La Aparición

Con su blanda voz de hojas y ramas, los tabaquillos conversan por lo bajo, para no ser sentidos, en una lengua secreta, llena de un hondo misterio. El orco molle solitario los parece escuchar, atento y silencioso. El montecillo, siniestramente envuelto en una bruma sutil de polvo de plata, se entenebrece como si estuviese encantado. Y las plantas extrañas, raídas en guedejas blancas y grises, penden de las ramas, hirsutas, crespas, largas, ásperas como barbas de viejo... Ausente la luna, las estrellas campean más. De tantas que son, es como si un cometa descomunal hubiese dejado esparcido a su paso, en un raudal de luz, un profuso reguero de claras pupilas que parpadean, frías, blancas y temblorosas...

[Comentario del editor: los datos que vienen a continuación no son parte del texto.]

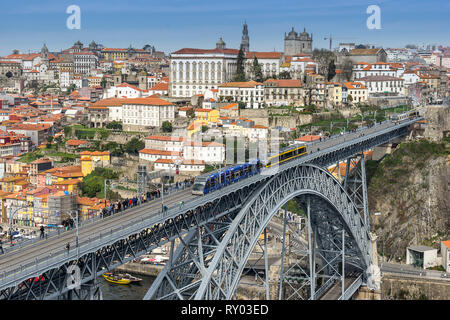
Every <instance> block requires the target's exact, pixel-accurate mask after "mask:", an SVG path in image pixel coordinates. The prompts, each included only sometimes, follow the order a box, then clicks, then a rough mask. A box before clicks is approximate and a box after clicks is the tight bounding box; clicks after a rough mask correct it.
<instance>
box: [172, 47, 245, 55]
mask: <svg viewBox="0 0 450 320" xmlns="http://www.w3.org/2000/svg"><path fill="white" fill-rule="evenodd" d="M208 53H224V54H236V55H237V54H238V53H239V50H236V49H217V48H216V49H195V48H183V49H180V50H178V51H175V52H172V54H208Z"/></svg>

Achala se ha quedado sin leña, y ha salido a buscar alguna para pasar la noche entera contemplando arder el hogar. Y anda cogiendo, por fuera del monte, ramillas caídas… Ya cuando, con su blanda carga, volvía, pudo sentir con pavor, de nuevo, la misma certeza inefable de una presencia escondida. Como nunca antes, casi podía sentir, en el cuello desnudo, un aliento tibio y húmedo, y unos ojos que, a su hurto, lo miraban y seguían, acechantes. Los cabellos se le comenzaron a erizar, a cuajar la sangre en las venas y a sacudir el cuerpo con un frío estremecimiento, como si un agua glacial se hubiese derramado por su espalda. Impelido de un medroso instinto, diose vuelta como en un breve salto, como si alguien le hubiese punzado, con una aguda aguja, de atrás. Hubo un seco ruido de ramas caídas, y un pavor mortal, como el que queda en el cielo entre el relampaguear de la luz y el tronar del sonido. Velado por la bruma y la espesura, lo estaba mirando fijamente, con sus ojos amarillos y su barba larga, un viejo lascivo, cuyo rostro, en sintiendo caer las ramas, se deshizo prestamente en un repentino y estruendoso estallido de alas azoradas...

Una de las plantas que pendía como la barba de un viejo, y los ojos y el cuerpo –cuya redondez se equivocaba con una cabeza- del búho consabido, juntos sobre la misma rama, habían formado, por un instante, el rostro de un silvano.